Static analysis catches structural issues with no API calls needed. It checks for scope overlap between agent pairs, coverage gaps where no agent owns a domain, missing boundary language, and contradictory instructions. It works like a linter for your agent fleet.

Live probes take things a step further by generating boundary questions tailored to each agent, focusing on topics the agent should hedge on or refuse, and sending them through your LLM provider.
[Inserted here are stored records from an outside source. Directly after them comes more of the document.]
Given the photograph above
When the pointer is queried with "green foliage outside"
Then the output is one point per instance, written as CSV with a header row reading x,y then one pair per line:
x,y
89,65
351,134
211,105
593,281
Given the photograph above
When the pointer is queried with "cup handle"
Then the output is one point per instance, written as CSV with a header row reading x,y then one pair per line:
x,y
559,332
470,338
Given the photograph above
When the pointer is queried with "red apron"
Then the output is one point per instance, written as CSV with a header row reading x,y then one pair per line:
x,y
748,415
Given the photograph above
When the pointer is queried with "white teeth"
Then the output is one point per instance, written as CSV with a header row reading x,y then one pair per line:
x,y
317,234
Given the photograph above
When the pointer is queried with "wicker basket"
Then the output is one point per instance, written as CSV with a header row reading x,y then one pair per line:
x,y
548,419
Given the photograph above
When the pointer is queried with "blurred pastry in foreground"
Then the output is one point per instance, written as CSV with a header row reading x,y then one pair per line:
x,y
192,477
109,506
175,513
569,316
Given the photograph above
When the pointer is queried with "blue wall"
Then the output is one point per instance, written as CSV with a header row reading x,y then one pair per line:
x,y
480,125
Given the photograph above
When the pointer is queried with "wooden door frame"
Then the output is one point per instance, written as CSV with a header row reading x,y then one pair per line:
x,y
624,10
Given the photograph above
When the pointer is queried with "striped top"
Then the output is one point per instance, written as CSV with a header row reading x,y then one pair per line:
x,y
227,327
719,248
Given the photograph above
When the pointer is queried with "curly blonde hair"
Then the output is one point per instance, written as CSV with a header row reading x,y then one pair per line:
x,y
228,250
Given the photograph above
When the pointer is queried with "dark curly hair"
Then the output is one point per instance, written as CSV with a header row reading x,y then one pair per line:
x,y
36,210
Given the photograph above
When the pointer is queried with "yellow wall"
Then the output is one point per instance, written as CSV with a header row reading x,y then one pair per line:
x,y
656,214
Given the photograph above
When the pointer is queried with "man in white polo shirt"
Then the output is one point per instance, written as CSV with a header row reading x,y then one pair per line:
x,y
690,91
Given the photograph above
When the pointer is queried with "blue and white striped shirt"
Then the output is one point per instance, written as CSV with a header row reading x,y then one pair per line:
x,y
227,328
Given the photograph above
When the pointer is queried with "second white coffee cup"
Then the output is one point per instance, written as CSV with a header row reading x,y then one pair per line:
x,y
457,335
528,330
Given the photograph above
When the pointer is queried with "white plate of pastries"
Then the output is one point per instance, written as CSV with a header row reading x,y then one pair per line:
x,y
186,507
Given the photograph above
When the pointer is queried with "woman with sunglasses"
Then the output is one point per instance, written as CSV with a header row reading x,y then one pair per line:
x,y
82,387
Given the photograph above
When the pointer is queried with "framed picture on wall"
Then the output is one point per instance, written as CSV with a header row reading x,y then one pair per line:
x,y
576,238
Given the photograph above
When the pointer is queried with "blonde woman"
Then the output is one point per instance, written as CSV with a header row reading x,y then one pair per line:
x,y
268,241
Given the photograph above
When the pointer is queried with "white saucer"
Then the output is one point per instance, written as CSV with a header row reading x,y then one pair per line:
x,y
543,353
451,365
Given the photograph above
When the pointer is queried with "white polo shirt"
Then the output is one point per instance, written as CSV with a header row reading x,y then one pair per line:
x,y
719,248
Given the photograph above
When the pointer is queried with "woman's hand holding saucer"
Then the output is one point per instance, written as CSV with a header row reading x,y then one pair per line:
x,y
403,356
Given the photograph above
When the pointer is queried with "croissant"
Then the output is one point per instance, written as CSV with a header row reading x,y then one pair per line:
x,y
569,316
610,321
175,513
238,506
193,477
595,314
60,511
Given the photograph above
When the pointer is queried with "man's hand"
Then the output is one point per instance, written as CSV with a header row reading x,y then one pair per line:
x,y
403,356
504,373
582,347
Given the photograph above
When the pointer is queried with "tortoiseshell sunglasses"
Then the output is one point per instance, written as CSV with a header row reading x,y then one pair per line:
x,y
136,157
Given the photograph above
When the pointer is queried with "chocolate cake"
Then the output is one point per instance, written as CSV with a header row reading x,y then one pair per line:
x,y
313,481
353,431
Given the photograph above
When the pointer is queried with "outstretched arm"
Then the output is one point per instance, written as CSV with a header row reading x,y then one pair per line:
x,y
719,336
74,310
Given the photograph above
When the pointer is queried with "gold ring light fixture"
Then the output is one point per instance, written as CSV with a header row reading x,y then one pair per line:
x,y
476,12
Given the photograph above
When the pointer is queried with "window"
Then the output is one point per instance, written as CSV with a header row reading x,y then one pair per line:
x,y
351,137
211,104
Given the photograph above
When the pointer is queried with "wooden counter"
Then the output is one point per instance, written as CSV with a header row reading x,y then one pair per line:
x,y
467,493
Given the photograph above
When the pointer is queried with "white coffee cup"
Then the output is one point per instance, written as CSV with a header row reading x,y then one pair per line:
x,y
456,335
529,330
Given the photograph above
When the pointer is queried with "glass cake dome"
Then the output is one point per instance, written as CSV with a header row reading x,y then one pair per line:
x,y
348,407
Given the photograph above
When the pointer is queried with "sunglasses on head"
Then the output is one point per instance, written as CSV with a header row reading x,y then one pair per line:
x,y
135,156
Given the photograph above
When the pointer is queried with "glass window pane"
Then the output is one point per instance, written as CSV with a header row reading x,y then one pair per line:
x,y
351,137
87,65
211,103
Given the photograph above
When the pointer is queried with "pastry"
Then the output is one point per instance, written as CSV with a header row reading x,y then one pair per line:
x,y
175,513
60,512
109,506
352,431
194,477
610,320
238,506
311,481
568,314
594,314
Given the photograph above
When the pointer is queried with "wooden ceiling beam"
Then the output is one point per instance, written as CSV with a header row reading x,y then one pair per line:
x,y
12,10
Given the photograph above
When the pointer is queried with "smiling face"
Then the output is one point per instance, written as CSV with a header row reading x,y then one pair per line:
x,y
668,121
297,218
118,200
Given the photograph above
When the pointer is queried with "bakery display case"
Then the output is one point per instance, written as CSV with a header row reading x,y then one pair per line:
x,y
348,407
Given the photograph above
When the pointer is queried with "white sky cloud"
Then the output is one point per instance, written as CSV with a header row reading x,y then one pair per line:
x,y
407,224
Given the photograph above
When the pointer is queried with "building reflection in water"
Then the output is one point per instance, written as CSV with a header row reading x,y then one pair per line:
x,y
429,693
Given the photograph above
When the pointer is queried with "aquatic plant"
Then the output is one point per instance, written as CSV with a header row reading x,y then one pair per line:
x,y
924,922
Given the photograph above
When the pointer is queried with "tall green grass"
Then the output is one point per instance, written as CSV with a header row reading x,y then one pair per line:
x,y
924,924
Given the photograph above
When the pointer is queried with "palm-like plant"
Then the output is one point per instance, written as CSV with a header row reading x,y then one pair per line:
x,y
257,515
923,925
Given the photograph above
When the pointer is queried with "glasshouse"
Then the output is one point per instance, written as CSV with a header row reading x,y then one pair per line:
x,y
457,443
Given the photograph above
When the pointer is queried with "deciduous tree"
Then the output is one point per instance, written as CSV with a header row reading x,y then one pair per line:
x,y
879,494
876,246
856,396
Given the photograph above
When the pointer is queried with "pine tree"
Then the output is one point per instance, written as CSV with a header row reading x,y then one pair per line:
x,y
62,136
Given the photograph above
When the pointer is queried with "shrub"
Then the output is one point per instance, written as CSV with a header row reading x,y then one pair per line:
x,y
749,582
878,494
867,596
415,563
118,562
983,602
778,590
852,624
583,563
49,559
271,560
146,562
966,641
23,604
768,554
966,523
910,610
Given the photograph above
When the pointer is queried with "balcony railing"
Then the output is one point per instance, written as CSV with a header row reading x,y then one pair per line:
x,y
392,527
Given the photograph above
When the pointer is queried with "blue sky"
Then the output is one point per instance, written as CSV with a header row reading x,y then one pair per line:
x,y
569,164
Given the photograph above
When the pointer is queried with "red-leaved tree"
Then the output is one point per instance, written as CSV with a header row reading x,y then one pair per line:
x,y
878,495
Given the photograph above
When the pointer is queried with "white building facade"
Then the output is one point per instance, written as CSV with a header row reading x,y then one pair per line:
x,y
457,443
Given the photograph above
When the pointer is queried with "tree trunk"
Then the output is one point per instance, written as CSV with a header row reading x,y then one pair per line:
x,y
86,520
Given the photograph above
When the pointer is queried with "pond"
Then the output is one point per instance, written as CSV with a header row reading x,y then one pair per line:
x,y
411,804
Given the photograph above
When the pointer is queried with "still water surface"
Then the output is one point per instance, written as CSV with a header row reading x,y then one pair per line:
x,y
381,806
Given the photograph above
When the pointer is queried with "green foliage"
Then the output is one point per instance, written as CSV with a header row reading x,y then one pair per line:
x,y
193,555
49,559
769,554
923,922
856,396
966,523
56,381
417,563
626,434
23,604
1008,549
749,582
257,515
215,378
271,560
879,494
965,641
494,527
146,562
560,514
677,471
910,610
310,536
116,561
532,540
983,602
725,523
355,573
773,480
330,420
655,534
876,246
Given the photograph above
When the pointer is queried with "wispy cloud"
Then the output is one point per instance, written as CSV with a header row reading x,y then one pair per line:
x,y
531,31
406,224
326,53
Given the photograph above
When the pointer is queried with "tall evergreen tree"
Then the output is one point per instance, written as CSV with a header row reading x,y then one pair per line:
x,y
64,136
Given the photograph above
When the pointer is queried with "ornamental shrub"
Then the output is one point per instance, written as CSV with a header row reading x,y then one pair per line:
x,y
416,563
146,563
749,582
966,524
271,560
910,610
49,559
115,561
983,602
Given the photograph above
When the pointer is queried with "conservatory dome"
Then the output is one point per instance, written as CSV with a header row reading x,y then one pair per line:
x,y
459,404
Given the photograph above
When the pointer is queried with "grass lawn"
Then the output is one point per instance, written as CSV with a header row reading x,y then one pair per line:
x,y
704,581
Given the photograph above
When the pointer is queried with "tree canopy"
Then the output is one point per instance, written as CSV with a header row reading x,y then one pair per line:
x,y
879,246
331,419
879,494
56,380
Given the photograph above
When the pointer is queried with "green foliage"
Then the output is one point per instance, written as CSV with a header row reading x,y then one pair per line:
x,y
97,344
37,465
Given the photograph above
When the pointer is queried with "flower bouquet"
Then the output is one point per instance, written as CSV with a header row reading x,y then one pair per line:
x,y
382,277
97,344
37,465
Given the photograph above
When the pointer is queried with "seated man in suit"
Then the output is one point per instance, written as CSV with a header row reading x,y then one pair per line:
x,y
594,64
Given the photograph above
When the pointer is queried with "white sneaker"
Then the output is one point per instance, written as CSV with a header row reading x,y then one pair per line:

The tool then measures whether the agent actually hedges, how confident it claims to be, and whether its responses stay consistent across repeated runs. This is how you verify that your boundary definitions actually hold up at inference time.

The output is a report you can read in your terminal, pipe into CI as JSON, or paste into a PR as Markdown. Static checks are free and fast enough to run on every commit. Live probes are better suited to PRs or nightly runs, and budgets are configurable so you stay in control of cost.


Quick Start

Install
# Go install
go install github.com/thinkwright/agent-evals@latest

# Or Homebrew
brew install thinkwright/tap/agent-evals
Static analysis (no API key needed)
agent-evals check ./agents/
Full test with live probes
export ANTHROPIC_API_KEY=sk-ant-...
agent-evals test ./agents/ --provider anthropic

Commands

Static Analysis
check

Reads agent definitions from disk, extracts domains, computes overlap, flags conflicts and gaps. No API calls, no credentials required.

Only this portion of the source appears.